Raf's laboratory Abstracts Feed Raffaele Rialdi personal website

I am Raf logo

Creating Word docx document using Office Open XML SDK 2.0

January 19, 2010
http://www.iamraf.net/Articles/Creating-Word-docx-document-using-Office-Open-XML-SDK-20

There is no doubt that the new Office Open XML file format is a huge gain for every developer, and as conseguence for users too.

The new file format is native in Office 2007 but can be also used natively with a plugin in Office 2003 and with external (free) utilities with previous Office releases but also OpenOffice. The very first gain is that the file format is an ECMA and recently ISO standard. This means that two committees ensure the stability and evolution of this format.

In order to read and write docx, xlsx and pptx (word processing, spreadsheet and presentation) files there are few things to keep in mind:

  1. These files are zip archives (try to rename the file with zip extension and open it) with a specific directory and file requirements. This part of the specification is called OPC (Open Packaging Convention) and is shared with XPS files.
    OPC is handled from Office Open XML SDK version 1 but can also be handled directly with System.IO.Packaging classes in Framework 3.x or above.
  2. The content of the document is written in one or more xml files inside the zip archive.
    The specification for the xml schema are inside the Office Open XML specification. The current version in Office 2007 is the ECMA specifications. In the (near?) future there will be a soft transition to the ISO schema.
    SDK version 2 handle the content of the document using ECMA standard.
  3. If you read a generic document, you have to be prepared to handle all of the specs, or at least be aware to ignore part of it.
    If you have to create (write) a document, you only need to use the elements required to describe your content.
    This means that, as always, writing is easier than reading.

opc_file_format

The OPC file format

Ok, let's start and create a new Word document without using Word.

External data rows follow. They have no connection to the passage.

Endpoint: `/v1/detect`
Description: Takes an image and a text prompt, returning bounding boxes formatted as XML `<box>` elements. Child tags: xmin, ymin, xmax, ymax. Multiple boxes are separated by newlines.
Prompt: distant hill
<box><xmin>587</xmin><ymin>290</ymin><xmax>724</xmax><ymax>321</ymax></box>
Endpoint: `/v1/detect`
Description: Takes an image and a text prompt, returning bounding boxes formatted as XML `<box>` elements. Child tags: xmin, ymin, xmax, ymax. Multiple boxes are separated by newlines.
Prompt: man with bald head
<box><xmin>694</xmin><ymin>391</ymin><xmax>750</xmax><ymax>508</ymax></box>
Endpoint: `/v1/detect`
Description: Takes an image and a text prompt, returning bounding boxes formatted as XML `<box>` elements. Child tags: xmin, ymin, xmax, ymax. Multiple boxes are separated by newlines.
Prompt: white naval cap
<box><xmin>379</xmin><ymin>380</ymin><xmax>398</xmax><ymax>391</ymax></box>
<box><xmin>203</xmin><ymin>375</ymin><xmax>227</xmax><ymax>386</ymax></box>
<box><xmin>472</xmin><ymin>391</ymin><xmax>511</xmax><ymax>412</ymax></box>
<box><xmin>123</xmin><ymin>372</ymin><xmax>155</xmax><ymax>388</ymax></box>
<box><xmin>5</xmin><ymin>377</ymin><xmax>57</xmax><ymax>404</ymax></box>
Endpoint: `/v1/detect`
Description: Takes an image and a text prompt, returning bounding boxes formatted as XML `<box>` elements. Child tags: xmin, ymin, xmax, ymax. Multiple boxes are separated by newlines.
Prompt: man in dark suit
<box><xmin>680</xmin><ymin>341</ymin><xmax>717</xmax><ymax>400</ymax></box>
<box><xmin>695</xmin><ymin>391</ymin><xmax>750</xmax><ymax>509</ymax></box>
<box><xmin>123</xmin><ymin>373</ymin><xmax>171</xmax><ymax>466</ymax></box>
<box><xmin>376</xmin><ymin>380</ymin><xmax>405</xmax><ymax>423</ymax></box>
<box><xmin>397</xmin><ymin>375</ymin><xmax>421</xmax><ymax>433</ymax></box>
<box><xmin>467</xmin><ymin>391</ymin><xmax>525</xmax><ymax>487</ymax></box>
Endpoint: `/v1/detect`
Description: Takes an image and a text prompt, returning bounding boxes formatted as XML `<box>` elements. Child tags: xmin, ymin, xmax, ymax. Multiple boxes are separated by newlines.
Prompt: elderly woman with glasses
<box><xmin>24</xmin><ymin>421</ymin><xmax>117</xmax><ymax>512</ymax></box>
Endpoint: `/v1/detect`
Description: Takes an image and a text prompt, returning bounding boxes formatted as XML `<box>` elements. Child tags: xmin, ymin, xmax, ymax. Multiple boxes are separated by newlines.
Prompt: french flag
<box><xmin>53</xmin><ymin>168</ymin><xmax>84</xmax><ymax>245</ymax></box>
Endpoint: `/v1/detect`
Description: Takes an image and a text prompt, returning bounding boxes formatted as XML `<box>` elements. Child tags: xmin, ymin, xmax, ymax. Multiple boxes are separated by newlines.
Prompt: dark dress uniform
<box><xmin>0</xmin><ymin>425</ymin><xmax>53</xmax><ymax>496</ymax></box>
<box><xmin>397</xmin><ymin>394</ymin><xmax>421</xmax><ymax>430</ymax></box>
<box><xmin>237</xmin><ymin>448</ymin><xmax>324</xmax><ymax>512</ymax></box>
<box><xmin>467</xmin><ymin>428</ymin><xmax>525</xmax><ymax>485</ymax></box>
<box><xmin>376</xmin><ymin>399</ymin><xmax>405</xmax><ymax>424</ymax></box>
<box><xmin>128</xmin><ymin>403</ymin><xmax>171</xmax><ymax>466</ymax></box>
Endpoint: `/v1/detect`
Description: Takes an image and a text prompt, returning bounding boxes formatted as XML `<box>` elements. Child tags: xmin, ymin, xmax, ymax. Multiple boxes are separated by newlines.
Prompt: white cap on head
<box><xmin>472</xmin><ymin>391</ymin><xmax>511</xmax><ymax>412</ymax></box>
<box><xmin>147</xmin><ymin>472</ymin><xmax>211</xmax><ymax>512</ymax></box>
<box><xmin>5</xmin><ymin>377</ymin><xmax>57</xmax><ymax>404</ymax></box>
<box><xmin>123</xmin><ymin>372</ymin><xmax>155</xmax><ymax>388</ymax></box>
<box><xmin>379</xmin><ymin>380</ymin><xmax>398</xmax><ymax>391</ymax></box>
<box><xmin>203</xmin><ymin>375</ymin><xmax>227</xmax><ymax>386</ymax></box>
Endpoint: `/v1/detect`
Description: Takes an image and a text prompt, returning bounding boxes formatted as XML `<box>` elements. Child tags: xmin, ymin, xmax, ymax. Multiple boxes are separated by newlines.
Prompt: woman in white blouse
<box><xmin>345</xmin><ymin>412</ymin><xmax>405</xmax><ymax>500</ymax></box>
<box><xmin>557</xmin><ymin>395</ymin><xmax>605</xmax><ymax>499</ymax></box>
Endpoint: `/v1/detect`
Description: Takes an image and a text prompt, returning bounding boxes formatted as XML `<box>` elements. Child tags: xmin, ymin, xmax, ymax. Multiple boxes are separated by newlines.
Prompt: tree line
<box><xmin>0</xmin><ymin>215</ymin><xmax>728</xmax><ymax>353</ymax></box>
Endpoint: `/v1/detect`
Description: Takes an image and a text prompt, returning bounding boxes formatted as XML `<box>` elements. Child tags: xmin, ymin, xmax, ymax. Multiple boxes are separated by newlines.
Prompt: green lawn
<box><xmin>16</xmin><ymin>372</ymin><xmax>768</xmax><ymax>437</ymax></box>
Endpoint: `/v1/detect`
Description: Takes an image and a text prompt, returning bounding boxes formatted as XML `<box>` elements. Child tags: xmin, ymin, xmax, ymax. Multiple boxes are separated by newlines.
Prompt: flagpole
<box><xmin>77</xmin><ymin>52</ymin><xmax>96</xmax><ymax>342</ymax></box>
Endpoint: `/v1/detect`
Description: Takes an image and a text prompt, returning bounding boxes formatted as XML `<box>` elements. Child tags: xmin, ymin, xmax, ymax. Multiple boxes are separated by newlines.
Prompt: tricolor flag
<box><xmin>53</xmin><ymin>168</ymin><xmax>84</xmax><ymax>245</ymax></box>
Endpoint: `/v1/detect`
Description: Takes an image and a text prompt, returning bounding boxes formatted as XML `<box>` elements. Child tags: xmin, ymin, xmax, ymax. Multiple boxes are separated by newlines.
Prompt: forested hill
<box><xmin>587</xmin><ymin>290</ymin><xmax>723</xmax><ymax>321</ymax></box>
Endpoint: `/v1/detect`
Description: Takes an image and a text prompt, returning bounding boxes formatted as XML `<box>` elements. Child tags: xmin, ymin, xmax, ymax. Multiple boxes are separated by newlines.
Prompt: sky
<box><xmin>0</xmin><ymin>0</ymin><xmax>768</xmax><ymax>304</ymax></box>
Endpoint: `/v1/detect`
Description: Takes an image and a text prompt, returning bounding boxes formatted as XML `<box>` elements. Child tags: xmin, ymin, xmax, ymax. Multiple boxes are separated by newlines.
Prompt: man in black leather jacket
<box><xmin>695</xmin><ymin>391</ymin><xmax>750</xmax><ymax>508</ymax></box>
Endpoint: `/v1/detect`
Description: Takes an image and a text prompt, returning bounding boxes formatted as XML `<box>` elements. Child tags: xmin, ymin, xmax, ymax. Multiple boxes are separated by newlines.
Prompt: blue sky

  • Open Visual Studio (or whatever IDE you want) and create a new C# project of your choice (Windows Forms, WPF, Console).
  • Add a reference to DocumentFormat.OpenXml.dll and WindowsBase.dll
  • Write the code! :)
   1: using(var doc = WordprocessingDocument.Create(
   2:         fileName, WordprocessingDocumentType.Document))
   3: {
   4:     MainDocumentPart mainPart = doc.AddMainDocumentPart();
   5:     // ....
   6: }

This is the most essential code that you need to create the document but obviously few things more are needed.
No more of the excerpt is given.